Family. Erma Bombeck had this to say about families: ” We were a strange little band of characters trudging through life sharing diseases and toothpaste, coveting one another’s desserts, hiding shampoo, borrowing money, locking each other out of our rooms, inflicting pain and kissing to heal it in the same instant, loving, laughing, defending, and trying to figure out the common thread that bound us all together”. Of course, you have to add to that the complexity of families, especially families like the ones I’m a part of that haven’t always been defined as a family together. Shirley Abbott wisely points out that “we all grow up with the weight of history on us. Our ancestors dwell in the attics of our brains as they do in the spiraling chains of knowledge hidden in every cell of of our bodies”. Family. A unit of central importance to me while also the source of much of my pain.
I’ve believed – for most of my life – that somehow families are there to care for each other, accept and nurture each other, cherish each other. I have tried – sometimes more successfully than other times – to live my life that way. And yet, if I hold on to that belief then I’m all-too-often left sad and despairing. I try to keep my heart open to everyone in my extended family only to bump up against the reality that there are other agendas at play .. some of them agendas of separation not combination. I try to keep hope alive; the hope that the passage of time will bring us together only to find that coming together isn’t necessarily a shared desire. Continuing to reach out to others who are careless (or just down-right uncaring) about my feelings leaves me with the sense that I’m wearing a lampshade over my spirit; there’s something wonderful and bright that’s being muted and darkened.

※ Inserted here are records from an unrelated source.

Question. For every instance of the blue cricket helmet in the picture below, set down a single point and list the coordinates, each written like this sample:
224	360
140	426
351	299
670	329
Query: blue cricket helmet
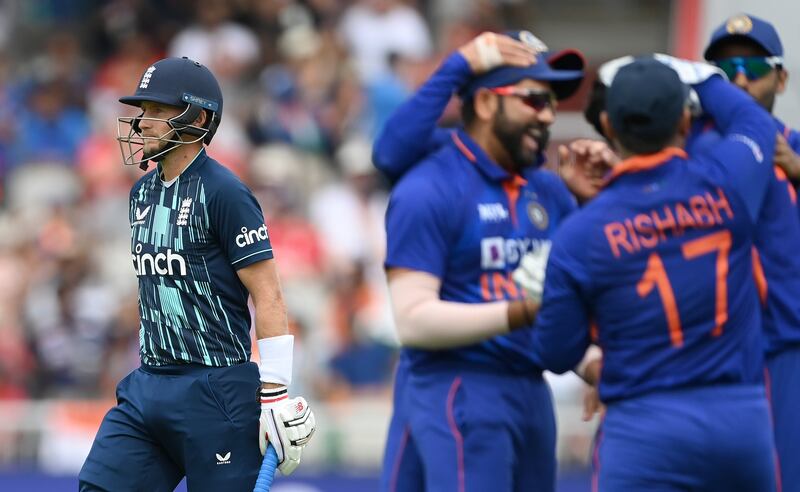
185	83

Just as I’ve needed to go through my closets and decide what adds to my life and what reflects a kind of life that I no longer want to – or need to – live, maybe it’s time that I did the same with some of the relationships in my life. So, here as I sit in retirement, building a new identity for this part of my life, I’m struck by these words from Steve Pavlina: “… I’ll actually go so far as to say that the purpose of human relationships may be the expansion of consciousness itself. Through the process of identifying and resolving relationship problems, we’re forced to deal with our internal incongruencies. And as we become more conscious on the inside, our relationships expand towards greater consciousness on the outside.”

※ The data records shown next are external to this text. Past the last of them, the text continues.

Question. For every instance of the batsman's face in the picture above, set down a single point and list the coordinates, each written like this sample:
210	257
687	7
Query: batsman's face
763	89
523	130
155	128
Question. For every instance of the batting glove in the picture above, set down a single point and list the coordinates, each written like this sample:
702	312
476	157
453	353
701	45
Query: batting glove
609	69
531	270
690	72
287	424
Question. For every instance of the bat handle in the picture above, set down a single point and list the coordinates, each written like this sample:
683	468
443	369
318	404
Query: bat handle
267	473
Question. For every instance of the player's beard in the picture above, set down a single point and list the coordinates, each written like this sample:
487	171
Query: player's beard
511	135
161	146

Retirement gives me more time to dwell in thoughts of what enriches my life and what diminishes me; in some ways that’s a good thing but the flip side is that it also means that the things that cause me pain loom larger in this more expansive lived landscape. Sometimes – I’m guessing – that the blending of the dark field and the moonlight requires us to quiet some of the noise in our souls so that we can hear the murmur of the wind as it skims over the blowing grass and the murmur of a week-old baby who trusts us all to just love her.